In my blog post to kick off 21W, I told you guys that I'm taking a public speaking class this term. I've always admired people who can command a room by speaking confidently and articulately, so I thought a public speaking class would be a great class for me to take. Not only did it serve as my ART distributive, but the class was also offered asynchronously, which is especially helpful considering I'm currently in China. When I told my friends about the class, they were confused: how could a public speaking class be taken asynchronously? Wouldn't it be private speaking instead? Well, I'm here to answer all those questions and introduce my public speaking class to you all! 

A preview of my speech
A preview of my public speech from my room!

To start, an asynchronous class means there are no live meeting times for the class. Instead, all classes are recorded and I'm able to watch them during times that work for me. Although this means I'm granted more autonomy over my schedule, a drawback of asynchronous classes is I get less interaction with my classmates and professor, which is pretty important in a public speaking class. Luckily, my professor does a great job of making up for this through a variety of ways. First of all, she is always making herself available for individual meetings, where I can ask her questions and chat about the class. In the past few weeks, I've met with her weekly to discuss speech assignments and the recorded lectures. Furthermore, although our speeches are done in the comfort of our rooms, there is a "public speaking" aspect to them. Our professor allows us to watch our classmates' speeches, and we actually have to provide feedback after. Therefore, I know while I'm speaking that people will listen to and evaluate what I'm saying. Finally, our professor opened up discussion boards where we can talk to our classmates and find out more about them, which is also important in better understanding our audience. So, even though our public speaking class is asynchronous, I feel connected to my professor and my classmates!

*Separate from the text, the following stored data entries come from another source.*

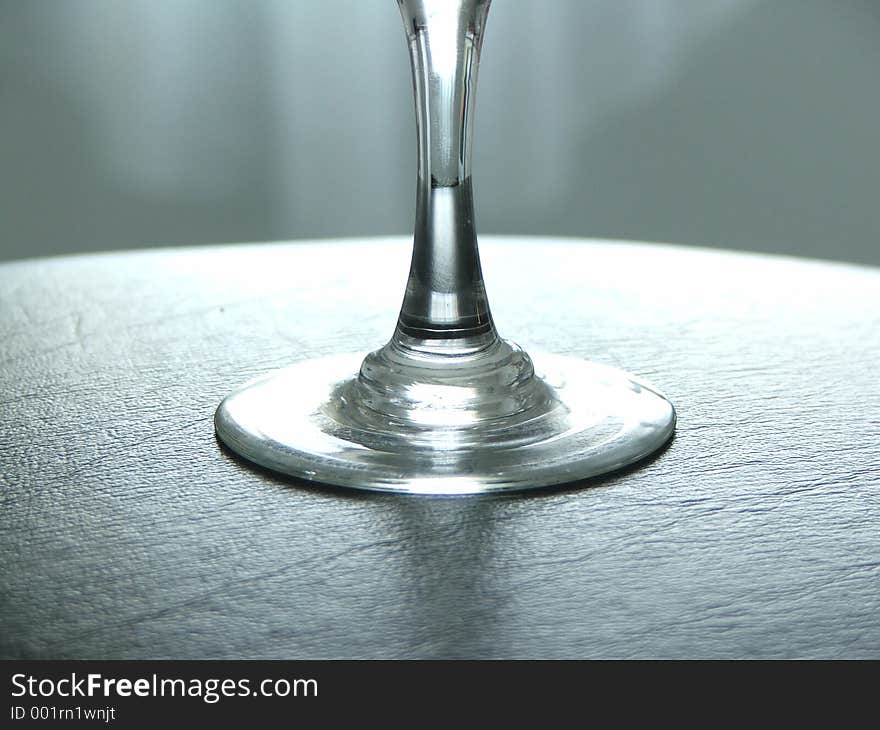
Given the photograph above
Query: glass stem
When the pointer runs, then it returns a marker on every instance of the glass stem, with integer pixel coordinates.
(445, 302)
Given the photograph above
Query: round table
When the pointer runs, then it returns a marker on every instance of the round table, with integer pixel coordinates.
(128, 532)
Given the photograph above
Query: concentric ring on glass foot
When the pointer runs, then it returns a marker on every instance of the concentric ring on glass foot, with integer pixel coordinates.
(604, 419)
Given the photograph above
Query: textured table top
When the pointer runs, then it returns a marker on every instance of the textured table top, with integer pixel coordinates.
(127, 532)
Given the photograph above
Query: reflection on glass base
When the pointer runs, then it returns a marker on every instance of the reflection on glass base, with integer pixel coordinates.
(456, 428)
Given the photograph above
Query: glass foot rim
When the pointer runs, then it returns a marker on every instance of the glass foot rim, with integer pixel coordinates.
(613, 420)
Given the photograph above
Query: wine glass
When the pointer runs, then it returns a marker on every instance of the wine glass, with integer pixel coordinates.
(446, 406)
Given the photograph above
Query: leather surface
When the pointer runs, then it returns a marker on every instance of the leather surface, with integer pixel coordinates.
(127, 532)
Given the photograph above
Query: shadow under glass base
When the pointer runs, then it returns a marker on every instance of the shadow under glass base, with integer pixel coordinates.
(370, 424)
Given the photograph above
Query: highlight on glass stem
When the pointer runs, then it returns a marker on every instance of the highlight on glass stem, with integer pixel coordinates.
(447, 406)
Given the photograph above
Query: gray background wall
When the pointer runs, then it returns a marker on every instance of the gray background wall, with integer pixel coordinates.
(749, 124)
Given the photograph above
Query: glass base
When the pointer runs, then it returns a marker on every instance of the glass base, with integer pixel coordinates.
(445, 427)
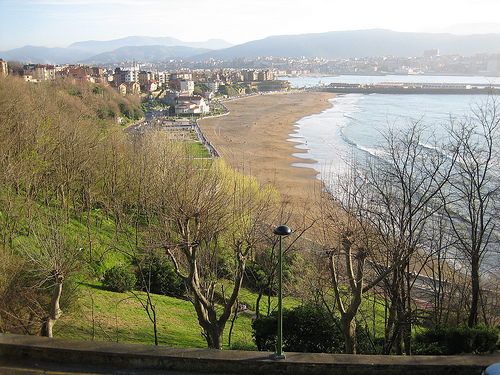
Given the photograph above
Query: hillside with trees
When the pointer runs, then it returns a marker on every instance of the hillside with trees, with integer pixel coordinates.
(397, 261)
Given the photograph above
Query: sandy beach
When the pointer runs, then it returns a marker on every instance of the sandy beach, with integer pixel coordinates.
(254, 139)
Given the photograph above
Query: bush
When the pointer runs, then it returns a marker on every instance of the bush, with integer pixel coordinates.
(305, 329)
(457, 340)
(159, 275)
(119, 279)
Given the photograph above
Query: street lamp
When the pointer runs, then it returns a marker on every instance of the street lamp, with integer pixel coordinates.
(280, 231)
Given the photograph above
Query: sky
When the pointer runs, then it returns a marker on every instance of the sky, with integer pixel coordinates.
(58, 23)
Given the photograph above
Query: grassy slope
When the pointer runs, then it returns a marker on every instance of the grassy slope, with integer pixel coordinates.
(107, 316)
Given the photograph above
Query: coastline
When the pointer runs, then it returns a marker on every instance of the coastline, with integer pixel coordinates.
(254, 138)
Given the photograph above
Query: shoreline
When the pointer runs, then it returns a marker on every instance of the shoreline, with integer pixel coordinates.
(254, 138)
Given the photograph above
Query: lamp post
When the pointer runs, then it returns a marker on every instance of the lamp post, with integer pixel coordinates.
(281, 231)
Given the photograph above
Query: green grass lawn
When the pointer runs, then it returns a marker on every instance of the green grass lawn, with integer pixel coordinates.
(119, 317)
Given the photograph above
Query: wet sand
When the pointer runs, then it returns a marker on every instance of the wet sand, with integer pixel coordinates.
(254, 139)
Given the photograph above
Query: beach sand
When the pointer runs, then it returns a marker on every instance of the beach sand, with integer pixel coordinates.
(254, 139)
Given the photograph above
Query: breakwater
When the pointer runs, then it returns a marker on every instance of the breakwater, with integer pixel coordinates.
(410, 89)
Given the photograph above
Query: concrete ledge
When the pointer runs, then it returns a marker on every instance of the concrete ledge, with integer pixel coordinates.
(131, 356)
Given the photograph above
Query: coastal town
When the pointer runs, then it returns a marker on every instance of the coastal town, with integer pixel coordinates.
(189, 86)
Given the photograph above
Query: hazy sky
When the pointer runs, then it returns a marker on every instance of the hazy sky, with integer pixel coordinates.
(58, 23)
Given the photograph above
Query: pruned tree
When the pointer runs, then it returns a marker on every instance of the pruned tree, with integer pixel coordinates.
(391, 199)
(50, 260)
(206, 217)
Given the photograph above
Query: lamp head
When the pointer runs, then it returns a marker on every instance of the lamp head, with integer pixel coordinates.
(282, 230)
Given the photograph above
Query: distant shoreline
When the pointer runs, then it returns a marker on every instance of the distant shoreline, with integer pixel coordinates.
(254, 138)
(373, 89)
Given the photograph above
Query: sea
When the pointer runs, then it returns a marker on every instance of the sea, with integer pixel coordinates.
(354, 125)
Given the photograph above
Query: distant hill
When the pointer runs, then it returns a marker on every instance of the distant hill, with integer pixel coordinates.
(145, 54)
(96, 47)
(331, 45)
(43, 55)
(359, 43)
(86, 51)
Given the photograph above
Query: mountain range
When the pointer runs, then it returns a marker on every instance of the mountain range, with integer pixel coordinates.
(330, 45)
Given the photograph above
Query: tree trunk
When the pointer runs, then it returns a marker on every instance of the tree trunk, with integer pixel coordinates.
(55, 311)
(348, 327)
(472, 320)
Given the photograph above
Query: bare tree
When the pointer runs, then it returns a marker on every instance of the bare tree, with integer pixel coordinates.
(206, 217)
(471, 204)
(51, 259)
(395, 195)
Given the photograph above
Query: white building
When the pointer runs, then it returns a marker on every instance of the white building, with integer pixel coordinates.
(187, 87)
(191, 105)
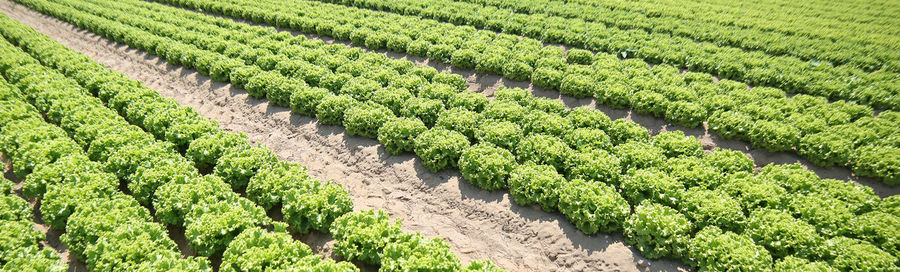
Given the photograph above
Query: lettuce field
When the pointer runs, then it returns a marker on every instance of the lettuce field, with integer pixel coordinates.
(464, 135)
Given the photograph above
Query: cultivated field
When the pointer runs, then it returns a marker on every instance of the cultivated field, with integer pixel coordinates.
(471, 135)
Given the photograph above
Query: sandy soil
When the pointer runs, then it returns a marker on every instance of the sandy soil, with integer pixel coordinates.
(478, 224)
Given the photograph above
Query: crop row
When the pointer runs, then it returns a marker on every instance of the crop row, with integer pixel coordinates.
(593, 174)
(807, 19)
(20, 242)
(765, 117)
(552, 19)
(103, 224)
(215, 218)
(791, 19)
(520, 59)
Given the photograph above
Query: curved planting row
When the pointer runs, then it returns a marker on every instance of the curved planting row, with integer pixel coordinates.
(102, 224)
(520, 58)
(588, 26)
(791, 18)
(20, 243)
(765, 117)
(215, 218)
(667, 196)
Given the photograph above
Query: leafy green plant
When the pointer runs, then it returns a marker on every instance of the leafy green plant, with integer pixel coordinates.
(330, 110)
(651, 184)
(398, 135)
(363, 235)
(593, 206)
(536, 184)
(258, 249)
(315, 207)
(206, 150)
(366, 119)
(459, 120)
(500, 133)
(539, 122)
(268, 187)
(424, 109)
(543, 149)
(392, 98)
(847, 254)
(713, 249)
(504, 111)
(657, 230)
(238, 164)
(579, 56)
(587, 139)
(486, 165)
(577, 86)
(782, 234)
(772, 136)
(622, 131)
(594, 165)
(210, 227)
(791, 263)
(468, 100)
(639, 155)
(694, 171)
(729, 161)
(414, 252)
(712, 208)
(440, 148)
(675, 144)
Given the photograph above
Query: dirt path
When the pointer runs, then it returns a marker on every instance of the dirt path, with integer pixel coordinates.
(478, 224)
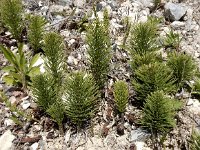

Now that I'm on Week 8 of the quarter, I've already completed two speeches for the class and feel so much more confident delivering them. The feedback that I've gotten from my classmates is especially great, because I get a different viewpoint from every comment. It also helps being able to see other people's speeches, as I'm able to learn from everyone's strengths and weaknesses. Although I haven't spoken in front of an actual classmate in my speaking class yet, I think this class is a great example of how Dartmouth has adapted to Zoom classes. My academic experience is certainly different from what it would be if I was on campus, but I'm happy to show that it's just as exciting!